Dal report di Almalaurea del 2022, infatti, nonostante vi sia stato un sensibile aumento delle iscrizioni ai corsi STEM (+14% rispetto all’A.A. 2003/2004) e in ambito ICT, il numero di immatricolazioni è ancora basso, il tutto è inoltre associato al fatto che la laurea, in particolare in quest’ambito, sul mercato del lavoro è ancora poco valorizzata, è necessario apportare un cambiamento radicale nella cultura della società[2].

Selefor, che da diversi anni si occupa prevalentemente del settore ICT, ha chiesto alla responsabile del settore HR , dottoressa Raffaella Nolasco, un suo pensiero rispetto alle possibilità di assunzione di profili professionali in ambito digital

La Nolasco è fiduciosa, tiene a precisare che seppur vi siano ancora poche candidature, le posizioni aperte per figure professionali nel settore iniziano ad aumentare. Ciò significa che forse, anche grazie ai recenti stravolgimenti della quotidianità causati della pandemia, sia le aziende che i comuni cittadini che usufruiscono dei servizi online hanno preso consapevolezza di quanto la figura del programmatore (o in generale di tecnico informatico) sia essenziale anche per le attività più semplici (basti pensare all’assistenza informatica help desk) aumentando quindi il numero di richieste in questo ambito.
D’altronde la figura dello sviluppatore, in Italia, è ancora relativamente recente e soprattutto in continua evoluzione.

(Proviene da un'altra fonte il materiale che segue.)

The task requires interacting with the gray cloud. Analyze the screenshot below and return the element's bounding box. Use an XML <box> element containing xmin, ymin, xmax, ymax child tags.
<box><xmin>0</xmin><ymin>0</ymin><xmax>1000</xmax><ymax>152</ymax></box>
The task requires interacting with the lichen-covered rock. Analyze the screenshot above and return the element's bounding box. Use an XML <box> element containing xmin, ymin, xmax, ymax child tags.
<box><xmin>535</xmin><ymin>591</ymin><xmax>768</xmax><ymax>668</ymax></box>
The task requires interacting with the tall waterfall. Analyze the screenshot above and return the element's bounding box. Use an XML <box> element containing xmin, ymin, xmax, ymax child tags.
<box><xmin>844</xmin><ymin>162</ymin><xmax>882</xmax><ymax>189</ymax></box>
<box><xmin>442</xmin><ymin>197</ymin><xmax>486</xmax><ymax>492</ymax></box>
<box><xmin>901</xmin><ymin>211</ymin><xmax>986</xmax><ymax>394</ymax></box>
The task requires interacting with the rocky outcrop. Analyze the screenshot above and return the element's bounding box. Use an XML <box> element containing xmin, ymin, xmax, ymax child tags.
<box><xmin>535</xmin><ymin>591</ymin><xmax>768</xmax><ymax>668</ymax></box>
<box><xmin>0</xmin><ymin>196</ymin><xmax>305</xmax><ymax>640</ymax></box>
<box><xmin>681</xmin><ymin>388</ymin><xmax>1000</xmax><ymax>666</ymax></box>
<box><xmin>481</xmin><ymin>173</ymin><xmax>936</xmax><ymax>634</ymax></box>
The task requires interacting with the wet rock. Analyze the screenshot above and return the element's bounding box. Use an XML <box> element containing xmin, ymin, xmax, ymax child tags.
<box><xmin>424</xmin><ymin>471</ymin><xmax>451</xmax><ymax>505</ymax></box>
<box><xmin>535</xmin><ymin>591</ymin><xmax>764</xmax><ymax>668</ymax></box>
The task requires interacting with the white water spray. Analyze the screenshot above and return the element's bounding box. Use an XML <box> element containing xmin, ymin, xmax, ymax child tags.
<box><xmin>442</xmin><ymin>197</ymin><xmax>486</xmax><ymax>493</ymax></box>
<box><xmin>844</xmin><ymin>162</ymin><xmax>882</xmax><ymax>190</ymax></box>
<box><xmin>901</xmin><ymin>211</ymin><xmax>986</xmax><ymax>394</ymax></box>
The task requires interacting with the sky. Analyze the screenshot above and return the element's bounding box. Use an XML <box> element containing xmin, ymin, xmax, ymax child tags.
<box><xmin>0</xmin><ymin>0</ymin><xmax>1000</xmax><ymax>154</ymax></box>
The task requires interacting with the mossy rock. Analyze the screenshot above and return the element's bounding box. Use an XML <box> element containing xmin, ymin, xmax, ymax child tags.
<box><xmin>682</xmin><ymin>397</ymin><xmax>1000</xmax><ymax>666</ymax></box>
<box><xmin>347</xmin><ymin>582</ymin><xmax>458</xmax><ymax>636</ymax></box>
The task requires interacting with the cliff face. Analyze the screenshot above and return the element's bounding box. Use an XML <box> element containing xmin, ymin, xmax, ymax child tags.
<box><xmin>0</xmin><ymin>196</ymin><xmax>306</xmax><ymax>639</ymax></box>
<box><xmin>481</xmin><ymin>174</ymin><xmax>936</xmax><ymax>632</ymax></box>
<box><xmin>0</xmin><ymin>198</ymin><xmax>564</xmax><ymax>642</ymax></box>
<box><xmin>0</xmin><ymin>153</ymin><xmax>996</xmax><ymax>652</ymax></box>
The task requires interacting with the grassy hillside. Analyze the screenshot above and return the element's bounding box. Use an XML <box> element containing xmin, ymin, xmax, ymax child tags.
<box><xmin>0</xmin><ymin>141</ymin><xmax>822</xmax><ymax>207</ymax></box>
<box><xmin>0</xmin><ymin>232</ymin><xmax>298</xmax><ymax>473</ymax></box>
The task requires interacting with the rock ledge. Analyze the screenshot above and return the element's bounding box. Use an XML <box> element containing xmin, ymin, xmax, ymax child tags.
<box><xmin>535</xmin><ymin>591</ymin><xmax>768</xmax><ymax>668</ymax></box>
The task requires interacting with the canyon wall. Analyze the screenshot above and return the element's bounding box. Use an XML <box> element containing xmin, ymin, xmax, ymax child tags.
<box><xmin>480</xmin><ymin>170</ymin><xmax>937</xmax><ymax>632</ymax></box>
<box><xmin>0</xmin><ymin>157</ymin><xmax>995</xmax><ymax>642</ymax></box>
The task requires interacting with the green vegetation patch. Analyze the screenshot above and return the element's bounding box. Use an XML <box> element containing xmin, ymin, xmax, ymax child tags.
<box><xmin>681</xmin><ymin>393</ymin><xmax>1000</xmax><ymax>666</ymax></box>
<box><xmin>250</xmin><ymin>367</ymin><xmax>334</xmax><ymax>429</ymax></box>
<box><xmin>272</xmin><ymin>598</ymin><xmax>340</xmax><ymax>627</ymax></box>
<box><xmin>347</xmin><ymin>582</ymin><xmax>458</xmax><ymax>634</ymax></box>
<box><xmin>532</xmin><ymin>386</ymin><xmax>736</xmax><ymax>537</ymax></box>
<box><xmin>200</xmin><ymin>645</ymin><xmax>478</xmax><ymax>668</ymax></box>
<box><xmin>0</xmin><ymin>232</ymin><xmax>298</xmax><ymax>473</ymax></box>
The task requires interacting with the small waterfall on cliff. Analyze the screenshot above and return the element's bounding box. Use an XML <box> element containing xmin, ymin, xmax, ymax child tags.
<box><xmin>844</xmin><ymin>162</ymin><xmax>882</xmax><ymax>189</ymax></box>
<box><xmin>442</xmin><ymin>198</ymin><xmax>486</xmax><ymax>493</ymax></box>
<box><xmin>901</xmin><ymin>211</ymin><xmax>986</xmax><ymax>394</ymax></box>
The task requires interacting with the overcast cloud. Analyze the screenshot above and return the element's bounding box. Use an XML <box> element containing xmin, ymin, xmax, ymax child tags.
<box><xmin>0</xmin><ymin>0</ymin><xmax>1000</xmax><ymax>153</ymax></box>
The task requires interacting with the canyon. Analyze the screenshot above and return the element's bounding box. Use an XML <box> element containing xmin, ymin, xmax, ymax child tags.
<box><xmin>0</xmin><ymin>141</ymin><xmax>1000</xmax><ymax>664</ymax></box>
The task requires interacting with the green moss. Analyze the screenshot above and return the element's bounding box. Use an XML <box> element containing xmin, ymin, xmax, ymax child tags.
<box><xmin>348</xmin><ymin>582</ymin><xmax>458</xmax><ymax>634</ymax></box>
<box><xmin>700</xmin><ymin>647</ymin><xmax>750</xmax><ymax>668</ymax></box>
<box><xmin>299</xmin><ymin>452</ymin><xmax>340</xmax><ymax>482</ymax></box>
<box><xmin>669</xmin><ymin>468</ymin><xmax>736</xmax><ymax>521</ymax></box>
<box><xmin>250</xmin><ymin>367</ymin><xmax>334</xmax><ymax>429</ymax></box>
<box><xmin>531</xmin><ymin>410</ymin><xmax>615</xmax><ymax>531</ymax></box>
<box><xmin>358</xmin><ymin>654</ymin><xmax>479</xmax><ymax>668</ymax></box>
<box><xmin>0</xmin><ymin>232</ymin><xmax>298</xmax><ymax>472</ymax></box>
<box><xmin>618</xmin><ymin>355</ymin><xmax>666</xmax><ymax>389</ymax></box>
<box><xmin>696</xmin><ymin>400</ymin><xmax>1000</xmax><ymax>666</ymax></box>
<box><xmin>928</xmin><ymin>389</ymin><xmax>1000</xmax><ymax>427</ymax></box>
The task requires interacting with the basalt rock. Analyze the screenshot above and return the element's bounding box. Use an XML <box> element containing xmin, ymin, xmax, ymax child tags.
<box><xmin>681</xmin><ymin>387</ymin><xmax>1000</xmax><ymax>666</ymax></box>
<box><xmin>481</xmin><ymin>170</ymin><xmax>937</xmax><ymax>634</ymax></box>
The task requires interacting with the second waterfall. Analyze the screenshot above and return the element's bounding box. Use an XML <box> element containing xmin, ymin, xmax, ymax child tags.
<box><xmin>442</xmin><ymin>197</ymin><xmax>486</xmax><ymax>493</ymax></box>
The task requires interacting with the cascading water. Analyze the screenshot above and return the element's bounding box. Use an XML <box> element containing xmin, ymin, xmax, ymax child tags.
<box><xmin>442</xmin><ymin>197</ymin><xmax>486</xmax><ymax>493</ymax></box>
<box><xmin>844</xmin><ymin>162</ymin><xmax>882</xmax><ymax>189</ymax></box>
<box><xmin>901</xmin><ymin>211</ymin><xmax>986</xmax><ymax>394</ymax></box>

I candidati non occupati spesso o sono giovani, ancora in fase di formazione e quindi meno esperti di quanto l’azienda committente vorrebbe, oppure sono persone con un consisterete background esperienziale alle spalle e dunque una RAL molto più alta di quanto le aziende possono permettersi per competere.

Ma le potenzialità ci sono e sono molte, bisognerà solo investirci! 


[1] https://blog.osservatori.net/it_it/desi-indice-digitalizzazione-italia#:~:text=Il%20Digital%20Economy%20and%20Society%20Index%20(DESI)%20%C3%A8%20un%20indice,verso%20un%20unico%20mercato%20digitale.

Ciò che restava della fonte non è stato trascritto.